Os grandes nomes da literatura portuguesa formam uma espécie
de cortina opaca que acaba por ocultar a realidade da vida literária nacional. Atrás
dessa cortina, porém, esconde-se um vasto território colonizado por habitantes
que, apesar de não merecerem a honra do cânone, possuem mérito e cuja leitura
é, pelo menos, instrutiva do país em que vivemos e dos valores que guiam a
sociedade portuguesa. Isto vem a propósito do romance Paixão de Maria do Céu, de Carlos Malheiro Dias, publicado em 1902.
Trata-se de um romance histórico, cuja acção se situa no tempo das invasões
francesas.
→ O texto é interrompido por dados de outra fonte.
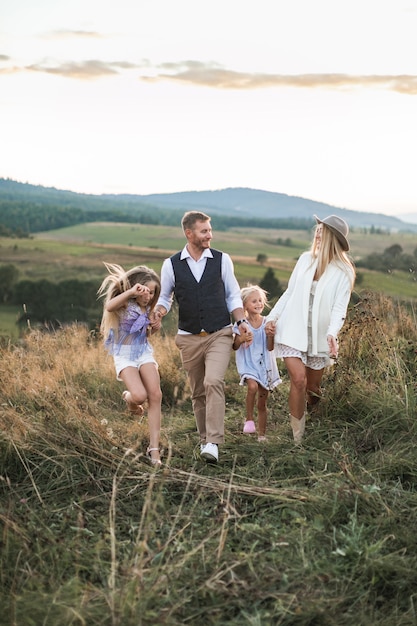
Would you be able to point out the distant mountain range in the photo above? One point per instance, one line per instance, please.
(240, 202)
(246, 203)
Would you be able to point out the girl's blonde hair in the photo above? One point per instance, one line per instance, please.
(330, 250)
(245, 292)
(119, 281)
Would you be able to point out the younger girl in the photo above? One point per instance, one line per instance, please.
(126, 323)
(255, 363)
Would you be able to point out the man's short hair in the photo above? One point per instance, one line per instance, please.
(191, 217)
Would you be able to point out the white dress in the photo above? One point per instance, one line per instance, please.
(255, 361)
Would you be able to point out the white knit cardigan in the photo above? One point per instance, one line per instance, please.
(329, 307)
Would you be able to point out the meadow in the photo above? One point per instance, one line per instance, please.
(323, 534)
(274, 535)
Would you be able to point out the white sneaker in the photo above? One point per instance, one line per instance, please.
(210, 452)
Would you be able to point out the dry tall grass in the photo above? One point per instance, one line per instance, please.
(324, 534)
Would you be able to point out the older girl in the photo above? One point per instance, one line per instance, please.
(128, 319)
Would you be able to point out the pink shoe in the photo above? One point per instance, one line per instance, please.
(249, 427)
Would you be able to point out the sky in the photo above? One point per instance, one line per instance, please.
(310, 98)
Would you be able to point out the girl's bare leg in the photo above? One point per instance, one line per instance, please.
(252, 388)
(298, 386)
(262, 410)
(313, 386)
(151, 381)
(145, 384)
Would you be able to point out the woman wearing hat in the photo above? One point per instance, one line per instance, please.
(310, 313)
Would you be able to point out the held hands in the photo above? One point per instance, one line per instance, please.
(155, 321)
(333, 346)
(246, 336)
(270, 328)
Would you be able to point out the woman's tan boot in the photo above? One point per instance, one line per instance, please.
(298, 427)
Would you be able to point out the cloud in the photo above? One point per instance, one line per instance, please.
(84, 70)
(215, 76)
(66, 34)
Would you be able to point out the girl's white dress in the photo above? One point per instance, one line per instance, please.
(255, 361)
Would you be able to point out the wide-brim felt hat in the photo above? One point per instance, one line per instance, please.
(338, 226)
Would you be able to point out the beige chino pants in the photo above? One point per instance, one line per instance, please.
(206, 360)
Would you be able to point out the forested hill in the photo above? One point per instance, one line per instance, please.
(26, 208)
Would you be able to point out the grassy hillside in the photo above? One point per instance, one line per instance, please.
(321, 535)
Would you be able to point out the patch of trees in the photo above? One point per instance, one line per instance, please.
(393, 258)
(50, 304)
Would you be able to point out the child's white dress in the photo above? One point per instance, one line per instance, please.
(255, 361)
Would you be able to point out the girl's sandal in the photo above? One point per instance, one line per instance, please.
(149, 455)
(135, 409)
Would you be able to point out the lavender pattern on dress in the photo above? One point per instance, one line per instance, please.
(132, 331)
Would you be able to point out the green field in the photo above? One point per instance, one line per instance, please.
(79, 252)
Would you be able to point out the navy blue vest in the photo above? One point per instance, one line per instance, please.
(202, 306)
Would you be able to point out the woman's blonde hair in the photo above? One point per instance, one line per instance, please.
(245, 292)
(330, 250)
(118, 281)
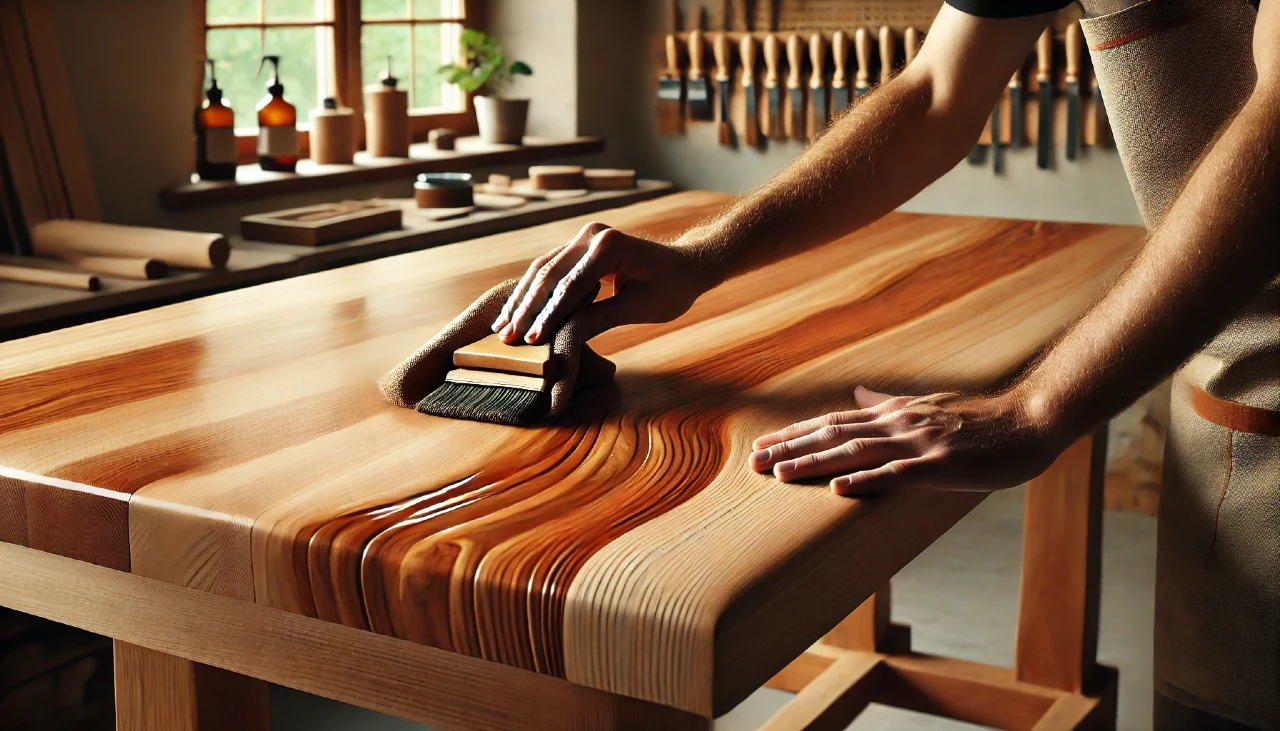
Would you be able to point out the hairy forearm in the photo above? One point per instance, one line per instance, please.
(1215, 249)
(872, 160)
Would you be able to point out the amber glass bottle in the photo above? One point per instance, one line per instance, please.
(215, 133)
(277, 124)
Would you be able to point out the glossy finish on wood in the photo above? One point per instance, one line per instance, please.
(624, 547)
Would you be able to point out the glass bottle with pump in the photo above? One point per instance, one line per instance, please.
(277, 124)
(215, 133)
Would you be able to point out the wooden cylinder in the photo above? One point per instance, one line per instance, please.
(387, 132)
(557, 177)
(333, 136)
(50, 278)
(71, 238)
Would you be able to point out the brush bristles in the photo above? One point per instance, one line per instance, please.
(490, 403)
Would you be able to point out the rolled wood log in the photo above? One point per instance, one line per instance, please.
(71, 238)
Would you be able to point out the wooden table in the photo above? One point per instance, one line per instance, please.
(218, 485)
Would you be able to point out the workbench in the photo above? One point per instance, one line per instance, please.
(219, 487)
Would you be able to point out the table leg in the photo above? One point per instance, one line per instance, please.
(158, 691)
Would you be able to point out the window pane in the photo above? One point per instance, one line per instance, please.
(297, 51)
(384, 8)
(379, 41)
(232, 10)
(237, 54)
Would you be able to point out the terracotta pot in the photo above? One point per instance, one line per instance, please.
(502, 120)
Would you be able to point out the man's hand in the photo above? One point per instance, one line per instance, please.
(941, 441)
(652, 283)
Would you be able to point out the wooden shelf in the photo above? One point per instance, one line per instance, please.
(252, 182)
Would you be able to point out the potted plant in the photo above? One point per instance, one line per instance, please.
(484, 72)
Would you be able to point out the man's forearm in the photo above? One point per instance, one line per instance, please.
(1216, 247)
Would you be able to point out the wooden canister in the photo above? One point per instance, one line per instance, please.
(387, 122)
(333, 136)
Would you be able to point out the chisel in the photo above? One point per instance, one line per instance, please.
(840, 78)
(817, 83)
(795, 90)
(725, 131)
(699, 92)
(1045, 80)
(888, 54)
(773, 119)
(1073, 90)
(863, 49)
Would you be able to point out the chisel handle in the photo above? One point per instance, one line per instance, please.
(795, 60)
(746, 50)
(771, 60)
(720, 46)
(840, 55)
(912, 42)
(1074, 49)
(1045, 56)
(818, 58)
(863, 48)
(887, 54)
(695, 54)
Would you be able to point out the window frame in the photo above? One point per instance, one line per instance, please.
(346, 31)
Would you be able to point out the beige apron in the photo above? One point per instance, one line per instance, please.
(1173, 73)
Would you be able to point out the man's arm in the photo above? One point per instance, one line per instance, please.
(1216, 249)
(887, 149)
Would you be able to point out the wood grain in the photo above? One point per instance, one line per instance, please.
(624, 546)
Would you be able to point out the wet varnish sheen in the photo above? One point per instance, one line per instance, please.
(237, 444)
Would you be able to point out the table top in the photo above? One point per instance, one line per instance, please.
(237, 444)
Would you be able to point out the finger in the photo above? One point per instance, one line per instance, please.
(851, 456)
(602, 257)
(808, 426)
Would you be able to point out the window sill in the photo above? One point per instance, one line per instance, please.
(254, 182)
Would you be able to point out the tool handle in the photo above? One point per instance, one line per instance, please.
(720, 46)
(818, 58)
(840, 55)
(887, 53)
(1045, 56)
(695, 54)
(746, 50)
(912, 40)
(863, 48)
(1074, 48)
(795, 59)
(771, 60)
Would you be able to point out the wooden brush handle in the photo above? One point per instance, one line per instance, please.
(887, 54)
(818, 58)
(863, 48)
(67, 238)
(840, 56)
(1045, 56)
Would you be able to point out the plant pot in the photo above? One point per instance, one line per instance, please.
(502, 120)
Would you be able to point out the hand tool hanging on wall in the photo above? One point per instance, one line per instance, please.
(1045, 78)
(840, 78)
(671, 86)
(699, 92)
(772, 58)
(863, 50)
(795, 91)
(817, 83)
(725, 129)
(1074, 42)
(752, 124)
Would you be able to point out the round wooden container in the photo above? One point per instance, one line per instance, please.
(557, 177)
(443, 191)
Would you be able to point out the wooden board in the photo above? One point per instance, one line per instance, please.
(624, 547)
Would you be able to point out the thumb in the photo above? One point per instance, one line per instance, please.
(867, 398)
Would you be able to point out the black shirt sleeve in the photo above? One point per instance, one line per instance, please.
(1008, 8)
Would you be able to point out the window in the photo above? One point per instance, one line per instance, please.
(334, 48)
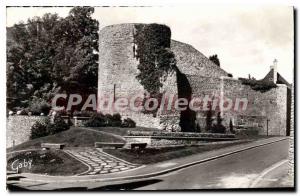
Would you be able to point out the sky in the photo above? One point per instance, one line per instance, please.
(246, 39)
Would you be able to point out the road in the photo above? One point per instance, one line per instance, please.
(234, 171)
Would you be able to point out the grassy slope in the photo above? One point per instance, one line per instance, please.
(74, 137)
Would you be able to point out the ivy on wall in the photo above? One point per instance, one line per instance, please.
(155, 57)
(258, 85)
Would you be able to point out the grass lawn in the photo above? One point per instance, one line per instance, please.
(148, 156)
(122, 131)
(74, 137)
(46, 162)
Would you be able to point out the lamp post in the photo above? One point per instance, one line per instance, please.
(268, 127)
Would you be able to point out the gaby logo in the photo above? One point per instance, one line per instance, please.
(19, 164)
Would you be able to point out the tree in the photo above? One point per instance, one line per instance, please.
(51, 54)
(214, 58)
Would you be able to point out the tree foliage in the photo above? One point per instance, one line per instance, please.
(214, 58)
(50, 54)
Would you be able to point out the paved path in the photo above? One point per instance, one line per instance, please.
(100, 162)
(237, 170)
(40, 182)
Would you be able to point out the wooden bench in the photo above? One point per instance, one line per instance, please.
(106, 145)
(138, 145)
(48, 146)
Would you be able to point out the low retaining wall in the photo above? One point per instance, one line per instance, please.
(18, 128)
(155, 140)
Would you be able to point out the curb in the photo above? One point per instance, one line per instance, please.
(149, 175)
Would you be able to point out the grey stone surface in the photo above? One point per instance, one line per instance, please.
(99, 162)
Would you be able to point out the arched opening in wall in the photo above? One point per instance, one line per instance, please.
(187, 117)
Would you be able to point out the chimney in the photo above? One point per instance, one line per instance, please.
(274, 67)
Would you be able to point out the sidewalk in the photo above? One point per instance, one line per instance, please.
(276, 176)
(153, 169)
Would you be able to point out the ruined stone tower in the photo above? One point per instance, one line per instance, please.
(194, 76)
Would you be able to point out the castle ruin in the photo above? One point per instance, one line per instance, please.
(195, 76)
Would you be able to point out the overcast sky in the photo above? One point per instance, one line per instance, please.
(246, 39)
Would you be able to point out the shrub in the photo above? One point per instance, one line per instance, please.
(58, 126)
(97, 120)
(38, 106)
(219, 128)
(198, 128)
(39, 129)
(84, 113)
(231, 127)
(258, 85)
(116, 120)
(128, 122)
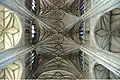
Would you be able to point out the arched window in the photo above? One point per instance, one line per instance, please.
(10, 29)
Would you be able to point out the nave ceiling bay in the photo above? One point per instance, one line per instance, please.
(59, 25)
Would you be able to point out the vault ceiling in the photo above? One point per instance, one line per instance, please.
(59, 23)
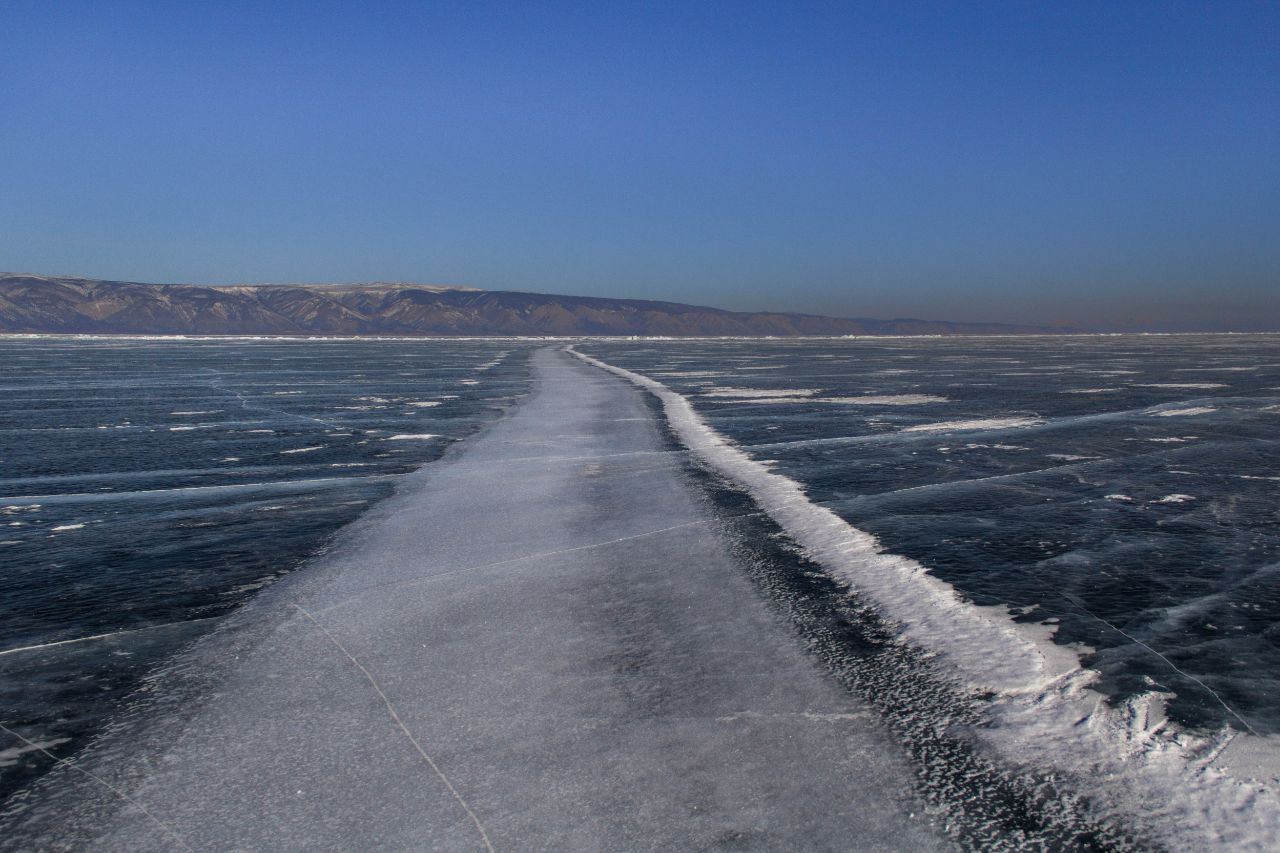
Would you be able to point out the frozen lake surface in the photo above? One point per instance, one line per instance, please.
(667, 594)
(540, 643)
Por melhores e mais bem informadas que sejam estas narrativas sobre
o tempo e os modos de vida da época que pretendem retratar, elas acabam por
falar mais do tempo, dos valores e dos temores da sociedade em que vive o autor
do que da sociedade onde a narrativa é situada. No fundo, utiliza-se o passado
para falar do presente e para se dirigir ao futuro.
A trama romanesca gira à volta de duas figuras modelo, a de
D. António Sepúlveda, senhor do morgadio do Corgo, e a da sua filha Maria do
Céu. Ele é o arquétipo do fidalgo intrépido e patriota dos tempos antigos. Ela,
o modelo trágico da inocência corrompida pela paixão amorosa.
O morgado provinciano é apresentado em contraponto com a pusilanimidade
da corte e de parte da nobreza que se submete aos invasores. As virtudes
heróicas de Sepúlveda, contudo, são mostradas como intemporais, como se ele
encarnasse valores universais de uma casta que o tempo jamais dissolveria. É
preciso não esquecer a situação política nacional no início do século XX.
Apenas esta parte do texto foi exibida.